Очень аккуратно подтягивали к делу сообщников. Командиры что-то чухали, за нами подглядывали стукачи и их надо было обманывать. Потом наших стали ловить и допрашивать. Когда меня поймали, я сказал, что выходил в ночь из казармы курить, был приговорен к трем суткам в наряде. Одного из нас схватили сержанты в лесу и били, но пацан не сознался. Мы видели, как его увозили утром медики в лазарет. Через допросы начали таскать весь курс — кто что слышал-видел. «Отчисление», «дисбат», — потоянно слышалось из-за двери канцелярии ротного командира. Каждый раз, когда я перся в лес к нашему «Хрену Павловичу» (в честь нашего генерала Антона Павловича), трясся, если вдруг треснула ветка, или внезапно полетела сумасшедшая встревоженная птица.

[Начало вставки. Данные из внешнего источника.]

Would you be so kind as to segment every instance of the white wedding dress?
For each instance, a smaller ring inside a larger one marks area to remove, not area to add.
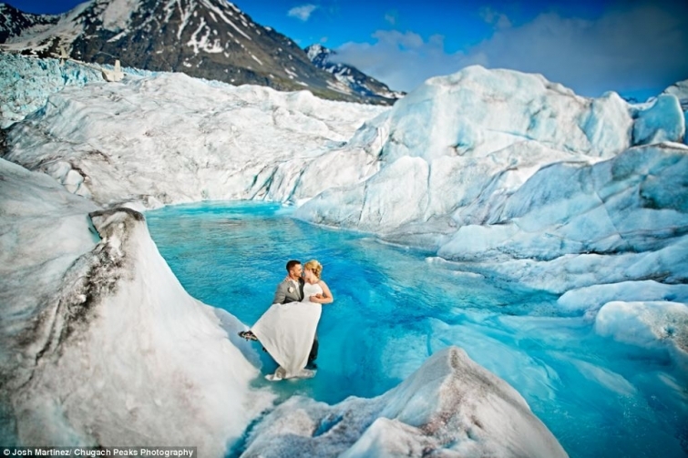
[[[309,298],[322,293],[319,284],[305,283],[301,302],[272,304],[251,329],[280,365],[266,379],[278,381],[315,375],[314,371],[305,367],[323,306],[311,302]]]

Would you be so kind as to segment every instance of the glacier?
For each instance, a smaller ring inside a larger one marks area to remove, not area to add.
[[[180,74],[104,83],[78,66],[0,57],[15,75],[0,159],[10,443],[130,433],[189,438],[217,456],[271,408],[272,395],[250,387],[255,355],[227,339],[227,323],[241,323],[189,296],[150,240],[139,211],[175,203],[294,205],[306,221],[559,294],[601,335],[668,348],[686,367],[688,147],[669,89],[628,104],[471,66],[387,108]],[[27,274],[38,279],[28,290]],[[472,413],[457,405],[466,397]],[[379,399],[290,400],[245,453],[564,456],[524,404],[452,349]],[[505,433],[503,412],[522,434]],[[323,423],[334,433],[308,436]]]

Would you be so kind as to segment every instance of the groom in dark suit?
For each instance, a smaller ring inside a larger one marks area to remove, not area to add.
[[[303,274],[303,268],[300,261],[292,260],[287,262],[287,278],[277,285],[272,303],[286,304],[303,300],[304,283]],[[308,355],[308,366],[306,367],[309,369],[315,369],[316,367],[313,361],[318,357],[318,335],[315,334],[311,353]]]

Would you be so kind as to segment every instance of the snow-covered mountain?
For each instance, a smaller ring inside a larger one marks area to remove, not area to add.
[[[392,103],[406,95],[404,92],[391,90],[385,83],[368,76],[354,66],[332,62],[331,57],[336,55],[336,51],[322,45],[311,45],[305,48],[305,52],[315,66],[330,72],[356,94],[366,97],[382,97]]]
[[[0,49],[183,72],[233,85],[308,89],[325,98],[387,103],[313,66],[290,38],[226,0],[91,0],[60,15],[0,4]]]

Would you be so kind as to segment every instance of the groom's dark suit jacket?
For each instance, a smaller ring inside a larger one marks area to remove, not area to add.
[[[303,299],[303,279],[299,279],[299,286],[295,287],[293,281],[285,280],[277,285],[277,290],[274,291],[273,304],[286,304],[289,302],[299,302]]]
[[[303,299],[303,279],[299,279],[299,287],[293,285],[291,280],[285,280],[277,285],[277,290],[274,291],[273,304],[286,304],[289,302],[299,302]],[[308,355],[308,362],[313,362],[318,357],[318,335],[313,341],[311,354]]]

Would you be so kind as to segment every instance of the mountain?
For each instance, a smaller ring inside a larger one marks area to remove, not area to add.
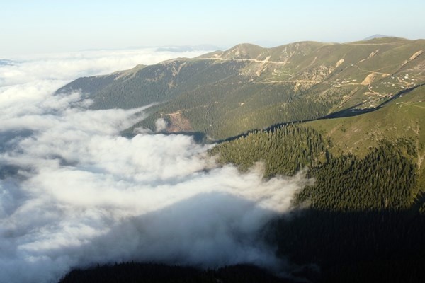
[[[163,117],[169,132],[225,139],[276,123],[376,108],[424,83],[424,40],[397,37],[273,48],[241,44],[195,59],[80,78],[58,92],[81,90],[95,109],[160,103],[142,125],[154,127]]]
[[[382,38],[382,37],[392,37],[388,36],[388,35],[376,34],[376,35],[368,36],[366,38],[364,38],[363,40],[373,40],[375,38]]]
[[[217,142],[209,154],[219,163],[244,171],[261,162],[265,178],[300,171],[313,178],[296,194],[294,213],[264,228],[277,254],[300,267],[293,278],[419,282],[425,277],[424,50],[424,40],[397,37],[241,44],[80,78],[57,93],[81,91],[94,109],[158,103],[134,127],[154,129],[162,118],[166,132]]]

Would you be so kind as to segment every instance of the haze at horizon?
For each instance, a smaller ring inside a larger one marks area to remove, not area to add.
[[[425,30],[425,3],[416,0],[18,0],[2,6],[0,58],[142,46],[344,42],[378,33],[418,39]]]

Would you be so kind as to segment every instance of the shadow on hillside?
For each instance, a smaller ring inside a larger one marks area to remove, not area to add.
[[[67,254],[87,269],[72,271],[61,282],[291,282],[270,272],[288,268],[264,233],[278,216],[229,194],[200,194],[125,220],[89,244],[69,248]]]
[[[413,91],[420,86],[425,86],[425,83],[418,84],[418,85],[412,86],[412,88],[406,88],[401,91],[399,91],[398,93],[397,93],[396,94],[392,96],[391,97],[391,98],[386,100],[385,101],[384,101],[383,103],[382,103],[381,104],[380,104],[379,105],[378,105],[377,107],[373,108],[356,109],[357,107],[360,106],[362,104],[362,103],[359,103],[353,107],[351,107],[350,108],[344,109],[341,111],[331,113],[329,115],[325,116],[321,119],[334,119],[334,118],[341,118],[341,117],[353,117],[353,116],[357,116],[357,115],[359,115],[361,114],[366,114],[366,113],[369,113],[370,112],[376,111],[376,110],[382,108],[387,104],[395,100],[395,99],[399,98],[402,95],[409,93],[412,91]]]
[[[245,226],[259,215],[272,221],[256,228]],[[116,225],[83,247],[80,264],[88,269],[74,270],[61,282],[421,282],[424,235],[425,216],[412,209],[307,208],[279,217],[241,198],[205,194]],[[252,265],[256,262],[248,250],[252,247],[274,250],[278,258],[271,258],[295,263],[280,265],[293,281]],[[228,260],[238,253],[239,262]],[[200,259],[210,263],[197,265]],[[240,264],[244,259],[248,264]],[[214,265],[214,261],[220,263]],[[93,267],[98,262],[107,265]]]
[[[317,264],[317,282],[421,282],[425,216],[412,210],[338,212],[304,209],[269,227],[278,253]]]

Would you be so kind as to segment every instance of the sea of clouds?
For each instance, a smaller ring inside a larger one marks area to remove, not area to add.
[[[217,166],[212,146],[188,136],[123,137],[145,108],[90,110],[78,93],[53,95],[79,76],[205,52],[86,51],[0,66],[0,282],[56,282],[76,267],[131,260],[285,268],[262,231],[290,209],[301,175],[265,180]]]

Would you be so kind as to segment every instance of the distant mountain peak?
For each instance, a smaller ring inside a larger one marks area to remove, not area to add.
[[[379,35],[379,34],[376,34],[376,35],[370,35],[366,38],[363,38],[362,40],[370,40],[375,38],[382,38],[382,37],[394,37],[393,36],[390,36],[390,35]]]

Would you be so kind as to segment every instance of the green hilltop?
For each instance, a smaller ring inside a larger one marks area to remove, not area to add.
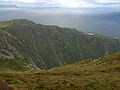
[[[16,60],[12,64],[21,69],[50,69],[119,51],[119,41],[107,36],[26,19],[0,22],[0,62],[12,69],[7,61]]]

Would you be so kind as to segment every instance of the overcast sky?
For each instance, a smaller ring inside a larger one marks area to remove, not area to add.
[[[39,5],[58,7],[118,7],[120,0],[0,0],[0,4]]]

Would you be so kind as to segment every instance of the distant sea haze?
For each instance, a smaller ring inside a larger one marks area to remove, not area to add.
[[[36,23],[76,28],[120,38],[120,12],[80,9],[0,9],[0,21],[29,19]]]

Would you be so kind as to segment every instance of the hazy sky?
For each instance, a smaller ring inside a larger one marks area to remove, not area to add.
[[[0,4],[39,5],[48,7],[118,7],[120,0],[0,0]]]

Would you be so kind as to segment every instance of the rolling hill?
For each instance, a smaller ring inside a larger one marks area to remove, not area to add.
[[[0,22],[0,62],[5,60],[8,67],[10,60],[16,60],[23,67],[49,69],[119,51],[119,41],[103,35],[26,19]]]
[[[120,54],[43,71],[0,72],[20,90],[119,90]]]

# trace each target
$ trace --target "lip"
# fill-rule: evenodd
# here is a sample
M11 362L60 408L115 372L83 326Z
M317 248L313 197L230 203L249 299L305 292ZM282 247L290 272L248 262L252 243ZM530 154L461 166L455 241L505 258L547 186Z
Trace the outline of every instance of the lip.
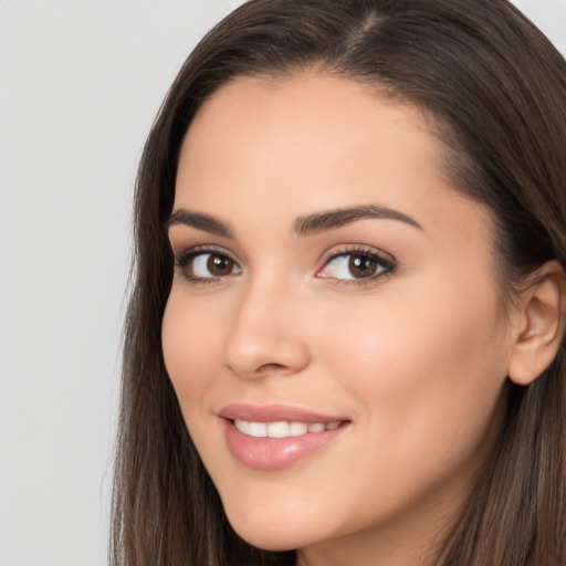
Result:
M259 470L281 470L289 468L328 444L335 442L350 428L350 420L345 417L316 413L297 407L269 405L254 406L235 403L224 407L219 413L222 422L228 450L240 463ZM253 422L340 422L333 430L307 432L300 437L254 438L239 431L234 419Z

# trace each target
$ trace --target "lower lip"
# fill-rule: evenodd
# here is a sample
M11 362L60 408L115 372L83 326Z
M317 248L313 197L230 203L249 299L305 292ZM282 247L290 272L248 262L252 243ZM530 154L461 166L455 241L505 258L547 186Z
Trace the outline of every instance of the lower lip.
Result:
M307 458L336 440L347 427L300 437L255 438L239 431L231 420L223 419L230 453L242 464L259 470L281 470Z

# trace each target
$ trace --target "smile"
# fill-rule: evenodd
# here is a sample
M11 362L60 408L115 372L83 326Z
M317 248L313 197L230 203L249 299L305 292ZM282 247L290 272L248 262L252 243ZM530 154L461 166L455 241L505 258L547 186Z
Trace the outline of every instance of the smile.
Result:
M218 416L232 457L264 471L290 468L327 450L353 426L346 416L280 405L234 403Z
M340 421L334 422L254 422L243 419L234 419L235 428L253 438L289 438L302 437L308 432L324 432L325 430L335 430L340 426Z

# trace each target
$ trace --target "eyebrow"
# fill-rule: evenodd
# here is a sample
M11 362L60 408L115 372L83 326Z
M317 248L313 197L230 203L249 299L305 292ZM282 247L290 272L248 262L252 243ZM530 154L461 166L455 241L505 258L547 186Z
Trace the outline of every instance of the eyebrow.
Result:
M377 205L363 205L358 207L342 208L328 210L325 212L315 212L305 217L300 217L293 223L293 233L305 237L336 230L358 220L367 219L388 219L405 222L413 228L422 230L422 227L412 217L387 207ZM202 212L192 212L185 208L174 211L165 222L165 229L168 231L171 227L185 224L203 230L222 238L233 239L233 230L230 224Z
M413 228L423 230L417 220L408 214L399 212L398 210L377 205L364 205L297 218L293 227L293 232L297 235L310 235L318 232L326 232L328 230L335 230L358 220L366 219L399 220L400 222L405 222Z

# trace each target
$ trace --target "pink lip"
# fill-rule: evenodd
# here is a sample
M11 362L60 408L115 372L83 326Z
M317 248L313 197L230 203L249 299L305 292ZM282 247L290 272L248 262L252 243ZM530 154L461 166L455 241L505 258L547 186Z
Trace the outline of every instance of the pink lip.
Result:
M226 440L230 453L242 464L260 470L281 470L313 454L328 446L349 428L350 421L343 417L331 417L296 407L281 405L253 406L230 405L224 407L219 417L222 419ZM340 422L334 430L307 432L301 437L254 438L240 432L234 419L254 422Z

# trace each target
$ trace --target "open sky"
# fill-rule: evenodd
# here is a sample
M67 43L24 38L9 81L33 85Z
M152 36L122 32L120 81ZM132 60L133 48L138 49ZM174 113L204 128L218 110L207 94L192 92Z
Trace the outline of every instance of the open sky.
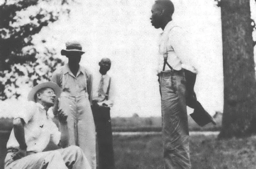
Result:
M162 31L153 27L149 19L154 0L77 1L69 18L61 17L34 36L38 50L41 40L46 40L44 45L55 48L58 56L66 59L60 54L66 42L80 41L86 51L80 63L91 71L98 71L98 63L103 57L112 61L110 72L114 78L116 95L112 116L129 117L135 113L141 117L161 116L156 68L157 41ZM211 115L222 112L220 8L213 0L172 1L173 20L191 34L190 44L198 53L202 70L195 86L198 99Z

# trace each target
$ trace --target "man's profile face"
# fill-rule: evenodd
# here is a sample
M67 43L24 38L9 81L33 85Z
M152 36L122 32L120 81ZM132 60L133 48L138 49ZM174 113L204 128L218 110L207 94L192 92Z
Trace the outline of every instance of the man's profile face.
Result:
M47 88L42 93L38 93L37 97L43 103L50 107L54 105L56 95L52 89Z
M161 15L163 11L162 8L158 4L155 4L153 5L151 9L152 15L150 17L152 25L155 28L158 29L161 27L162 25L163 15Z
M72 51L67 52L66 56L69 58L69 62L78 64L81 60L82 54L79 52Z
M102 71L108 71L110 69L111 65L108 62L101 61L99 63L100 69Z

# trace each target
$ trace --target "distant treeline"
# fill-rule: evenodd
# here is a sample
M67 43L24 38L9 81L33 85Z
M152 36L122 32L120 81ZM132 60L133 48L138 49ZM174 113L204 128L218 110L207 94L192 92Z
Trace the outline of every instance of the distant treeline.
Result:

Когда Палыч был готов, мы с Радостью должны были «родить» краску. Лунная ночь была некстати, но ждать часа по-темней было некогда. Мы пробрались к окнам склада, прячась от патруля. Тем самым движением Радость отжал штык-ножом штапики с окон, аккуратно, приняв на себя стекла. Мы влезли внутрь, светя фонариками, сыскали нужные цвета. Выключили фонарики и легли, пока проходил недалеко патруль. Потом вылезли с банками краски наружу. Веничком подмели за собой и на складе, и на окне, и на карнизе. Приставили стекло в окно и тихонько рукояткой штык-ножа прибили обратно штапики. Подмели за собой на асфальте под окном. Это кража, за нее реально дисбат, с этим не шутят.